From: Mike O'Neill [mailto:michael.oneill@baycloud.com]
Sent: Saturday, June 22, 2013 9:27 AM
To: 'Peter Swire'; public-tracking@w3.org
Subject: RE: ACTION-412, Naming R/Y/G

Peter.

Converting  a bit pattern encoding a persistent identifier to another using a one-way hash or any other one-to-one mapping just generates another persistent identifier. The next time the person/device/browser visits the domain the one-way function is applied again, and tracking continues completely unabated.

Moreover if persistent identifiers, before or after applying a one-way hash, are visible to passive examination of a data stream by a third-party (perhaps by methods such as same-origin script access  or fibre-optic data stream cloning),  the individual can be singled-out by that third-party.
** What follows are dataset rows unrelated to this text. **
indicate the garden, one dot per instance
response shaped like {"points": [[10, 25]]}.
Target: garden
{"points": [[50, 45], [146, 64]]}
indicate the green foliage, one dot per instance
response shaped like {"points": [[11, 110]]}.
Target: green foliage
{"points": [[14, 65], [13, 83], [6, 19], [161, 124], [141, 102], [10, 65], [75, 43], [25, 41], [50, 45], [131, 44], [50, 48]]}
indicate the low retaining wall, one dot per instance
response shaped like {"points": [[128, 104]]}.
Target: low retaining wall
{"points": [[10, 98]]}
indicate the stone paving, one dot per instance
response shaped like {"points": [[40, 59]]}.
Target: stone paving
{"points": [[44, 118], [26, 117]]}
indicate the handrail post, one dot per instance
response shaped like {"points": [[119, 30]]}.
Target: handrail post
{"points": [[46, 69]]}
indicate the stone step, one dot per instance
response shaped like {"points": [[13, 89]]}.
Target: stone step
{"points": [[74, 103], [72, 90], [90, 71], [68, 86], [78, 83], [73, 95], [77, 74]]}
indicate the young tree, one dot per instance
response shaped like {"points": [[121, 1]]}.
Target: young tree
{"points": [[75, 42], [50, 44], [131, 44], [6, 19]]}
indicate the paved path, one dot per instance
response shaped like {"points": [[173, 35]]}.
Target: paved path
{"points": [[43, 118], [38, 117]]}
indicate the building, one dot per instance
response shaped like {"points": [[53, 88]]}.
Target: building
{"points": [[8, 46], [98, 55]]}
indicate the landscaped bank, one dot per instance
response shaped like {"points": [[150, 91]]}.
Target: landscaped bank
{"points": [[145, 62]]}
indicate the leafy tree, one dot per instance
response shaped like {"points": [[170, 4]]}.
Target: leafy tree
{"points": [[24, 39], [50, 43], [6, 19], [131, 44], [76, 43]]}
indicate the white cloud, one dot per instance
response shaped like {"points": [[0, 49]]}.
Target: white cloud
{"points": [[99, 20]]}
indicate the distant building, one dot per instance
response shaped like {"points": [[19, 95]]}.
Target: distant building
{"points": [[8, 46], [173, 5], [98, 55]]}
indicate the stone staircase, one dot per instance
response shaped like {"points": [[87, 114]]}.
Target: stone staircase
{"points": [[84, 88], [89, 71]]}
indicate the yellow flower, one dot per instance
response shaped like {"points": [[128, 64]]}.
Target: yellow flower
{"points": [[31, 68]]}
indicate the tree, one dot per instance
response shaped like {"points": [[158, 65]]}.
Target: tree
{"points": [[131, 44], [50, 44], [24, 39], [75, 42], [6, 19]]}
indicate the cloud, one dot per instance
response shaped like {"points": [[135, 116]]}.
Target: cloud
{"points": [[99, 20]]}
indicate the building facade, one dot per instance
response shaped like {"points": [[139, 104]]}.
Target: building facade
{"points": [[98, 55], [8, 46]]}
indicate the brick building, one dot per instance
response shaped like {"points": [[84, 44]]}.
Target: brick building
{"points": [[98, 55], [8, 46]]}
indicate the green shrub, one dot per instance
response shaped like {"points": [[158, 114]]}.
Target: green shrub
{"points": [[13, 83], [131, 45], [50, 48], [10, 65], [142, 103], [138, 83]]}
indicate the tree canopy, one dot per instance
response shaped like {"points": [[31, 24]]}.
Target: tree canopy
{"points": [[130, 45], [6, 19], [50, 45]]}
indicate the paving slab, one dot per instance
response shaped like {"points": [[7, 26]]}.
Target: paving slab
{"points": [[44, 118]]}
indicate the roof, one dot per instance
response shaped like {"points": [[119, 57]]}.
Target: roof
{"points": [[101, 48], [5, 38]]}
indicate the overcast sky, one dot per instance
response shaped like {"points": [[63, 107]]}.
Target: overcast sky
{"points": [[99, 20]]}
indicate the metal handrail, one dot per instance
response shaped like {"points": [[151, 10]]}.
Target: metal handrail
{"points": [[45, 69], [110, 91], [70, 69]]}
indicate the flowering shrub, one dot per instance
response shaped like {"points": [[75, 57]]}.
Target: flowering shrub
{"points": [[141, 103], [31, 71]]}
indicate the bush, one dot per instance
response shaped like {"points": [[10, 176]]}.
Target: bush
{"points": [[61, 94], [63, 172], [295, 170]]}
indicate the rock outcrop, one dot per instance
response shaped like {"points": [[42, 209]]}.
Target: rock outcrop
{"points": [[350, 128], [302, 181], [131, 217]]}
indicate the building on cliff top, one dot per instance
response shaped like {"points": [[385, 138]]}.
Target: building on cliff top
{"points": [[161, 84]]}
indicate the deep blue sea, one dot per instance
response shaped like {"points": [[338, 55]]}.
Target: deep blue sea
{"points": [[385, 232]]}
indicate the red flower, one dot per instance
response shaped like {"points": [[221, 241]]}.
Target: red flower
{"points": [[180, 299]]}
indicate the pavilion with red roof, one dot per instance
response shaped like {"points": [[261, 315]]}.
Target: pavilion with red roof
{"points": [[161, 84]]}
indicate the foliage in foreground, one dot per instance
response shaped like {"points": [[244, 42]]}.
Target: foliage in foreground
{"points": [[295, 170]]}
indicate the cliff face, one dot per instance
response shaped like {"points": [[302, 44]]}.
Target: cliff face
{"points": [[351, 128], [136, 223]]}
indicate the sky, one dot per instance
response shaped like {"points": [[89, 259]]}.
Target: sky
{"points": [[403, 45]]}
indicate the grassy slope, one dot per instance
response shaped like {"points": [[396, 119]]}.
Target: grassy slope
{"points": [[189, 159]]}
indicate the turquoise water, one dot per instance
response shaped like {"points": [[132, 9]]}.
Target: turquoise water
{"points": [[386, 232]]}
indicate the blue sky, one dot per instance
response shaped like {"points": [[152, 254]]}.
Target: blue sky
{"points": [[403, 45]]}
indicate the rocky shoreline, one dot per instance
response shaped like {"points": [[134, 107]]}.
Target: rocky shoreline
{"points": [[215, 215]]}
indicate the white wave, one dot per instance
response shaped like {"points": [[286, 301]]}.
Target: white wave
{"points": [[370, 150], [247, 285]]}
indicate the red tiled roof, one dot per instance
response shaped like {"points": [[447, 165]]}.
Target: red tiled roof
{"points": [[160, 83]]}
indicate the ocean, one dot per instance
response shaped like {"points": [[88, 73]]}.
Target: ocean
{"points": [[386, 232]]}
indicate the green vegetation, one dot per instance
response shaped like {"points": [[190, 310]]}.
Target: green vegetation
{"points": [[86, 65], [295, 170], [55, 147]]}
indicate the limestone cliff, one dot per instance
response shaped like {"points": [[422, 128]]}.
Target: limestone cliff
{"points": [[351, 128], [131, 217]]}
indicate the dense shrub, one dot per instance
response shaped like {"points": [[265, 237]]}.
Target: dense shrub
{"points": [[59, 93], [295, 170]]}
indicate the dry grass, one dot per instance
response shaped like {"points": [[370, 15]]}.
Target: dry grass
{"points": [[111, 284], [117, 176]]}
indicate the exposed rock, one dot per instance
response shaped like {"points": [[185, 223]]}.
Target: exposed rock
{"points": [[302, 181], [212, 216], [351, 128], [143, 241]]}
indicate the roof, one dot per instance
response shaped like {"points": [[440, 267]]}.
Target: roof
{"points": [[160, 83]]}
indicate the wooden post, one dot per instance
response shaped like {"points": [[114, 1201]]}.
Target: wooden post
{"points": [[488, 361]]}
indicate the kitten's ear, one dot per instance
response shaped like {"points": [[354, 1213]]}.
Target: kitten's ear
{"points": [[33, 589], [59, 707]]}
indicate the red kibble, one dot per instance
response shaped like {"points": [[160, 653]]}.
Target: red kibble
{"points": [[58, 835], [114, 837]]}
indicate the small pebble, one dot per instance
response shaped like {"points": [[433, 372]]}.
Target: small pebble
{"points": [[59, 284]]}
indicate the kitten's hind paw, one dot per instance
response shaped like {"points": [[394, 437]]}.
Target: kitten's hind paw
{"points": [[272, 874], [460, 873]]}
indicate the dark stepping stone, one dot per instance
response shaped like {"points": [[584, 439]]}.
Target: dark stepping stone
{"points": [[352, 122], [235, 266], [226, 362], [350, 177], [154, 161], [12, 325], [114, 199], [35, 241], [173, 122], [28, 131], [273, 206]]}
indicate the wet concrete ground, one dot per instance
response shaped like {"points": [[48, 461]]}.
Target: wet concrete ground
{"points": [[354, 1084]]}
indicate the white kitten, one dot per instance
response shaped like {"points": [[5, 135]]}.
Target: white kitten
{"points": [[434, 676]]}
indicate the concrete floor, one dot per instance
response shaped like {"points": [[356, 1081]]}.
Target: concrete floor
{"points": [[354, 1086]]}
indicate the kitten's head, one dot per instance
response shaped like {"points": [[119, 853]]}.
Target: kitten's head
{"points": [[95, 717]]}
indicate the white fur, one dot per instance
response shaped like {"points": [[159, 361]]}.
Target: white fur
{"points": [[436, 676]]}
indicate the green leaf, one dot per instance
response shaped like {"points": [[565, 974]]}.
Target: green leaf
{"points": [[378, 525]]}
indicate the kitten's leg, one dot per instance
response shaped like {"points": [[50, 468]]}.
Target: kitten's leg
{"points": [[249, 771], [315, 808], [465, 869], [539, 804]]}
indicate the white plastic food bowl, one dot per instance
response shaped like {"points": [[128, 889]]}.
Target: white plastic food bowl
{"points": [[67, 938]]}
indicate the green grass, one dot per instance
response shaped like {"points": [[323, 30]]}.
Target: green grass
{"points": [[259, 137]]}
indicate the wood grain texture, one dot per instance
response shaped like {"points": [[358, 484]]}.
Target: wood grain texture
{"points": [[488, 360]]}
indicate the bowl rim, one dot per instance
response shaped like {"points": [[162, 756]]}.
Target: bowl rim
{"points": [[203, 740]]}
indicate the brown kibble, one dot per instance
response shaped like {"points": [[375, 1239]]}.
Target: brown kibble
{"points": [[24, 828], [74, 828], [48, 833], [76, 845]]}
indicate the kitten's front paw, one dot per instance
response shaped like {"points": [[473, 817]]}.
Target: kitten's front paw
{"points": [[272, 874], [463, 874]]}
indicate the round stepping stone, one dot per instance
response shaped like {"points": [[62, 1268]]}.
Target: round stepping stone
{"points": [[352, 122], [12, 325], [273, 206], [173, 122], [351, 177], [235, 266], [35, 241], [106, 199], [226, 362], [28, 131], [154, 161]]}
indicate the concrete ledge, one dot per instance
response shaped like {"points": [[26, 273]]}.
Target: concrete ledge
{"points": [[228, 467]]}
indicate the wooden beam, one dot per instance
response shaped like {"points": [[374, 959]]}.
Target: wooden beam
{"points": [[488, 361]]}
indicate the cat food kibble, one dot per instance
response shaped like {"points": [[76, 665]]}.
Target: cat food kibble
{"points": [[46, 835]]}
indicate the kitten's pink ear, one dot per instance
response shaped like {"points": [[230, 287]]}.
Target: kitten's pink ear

This is a "null" scrubbing method.

If DNT is set  persistent identifiers should not be used unless for an accepted permitted use, and then they should exist (duration limited) for only as long as needed by the permitted use.

In my opinion, for a permitted use to be acceptable the duration of any persistent identifiers should be justified and must be measured in no more than hours.

Mike



From: Peter Swire [mailto:peter@peterswire.net]
Sent: 22 June 2013 16:30
To: public-tracking@w3.org<mailto:public-tracking@w3.org> Group WG
Subject: ACTION-412, Naming R/Y/G

If the group decides to use a Red/Yellow/Green approach, one question has been how to describe the three stages.  On the one hand, this may seem trivial because the substance means more than the name.  On the other hand, in my view, the names/descriptions are potentially important for two reasons: (1) they provide intellectual clarity about whatgoes in each group; and (2) they communicate the categories to a broader audience.

I was part of a briefing that Shane did on Friday on the phone to FTC participants including Ed Felten and Paul Ohm.  The briefing was similar to the approach Shane described at Sunnyvale.  In the move from red to yellow, here were examples of what could be scrubbed:

1.  Unique IDs, to one-way secret hash.
2.  IP address, to geo data.
3.  URL cleanse, remove suspect query string elements.
4.  Side facts, remove link out data that could be used to reverse identify the record.

Here are some ways that I've thought to describe what gets scrubbed, based on this sort of list:

1.  Remove identifiers (name) and what have been called pseudo-identifiers in the deID debates (phone, passwords, etc.).  But I don't think there is a generally accepted way to decide what pseudo-identifiers would be removed.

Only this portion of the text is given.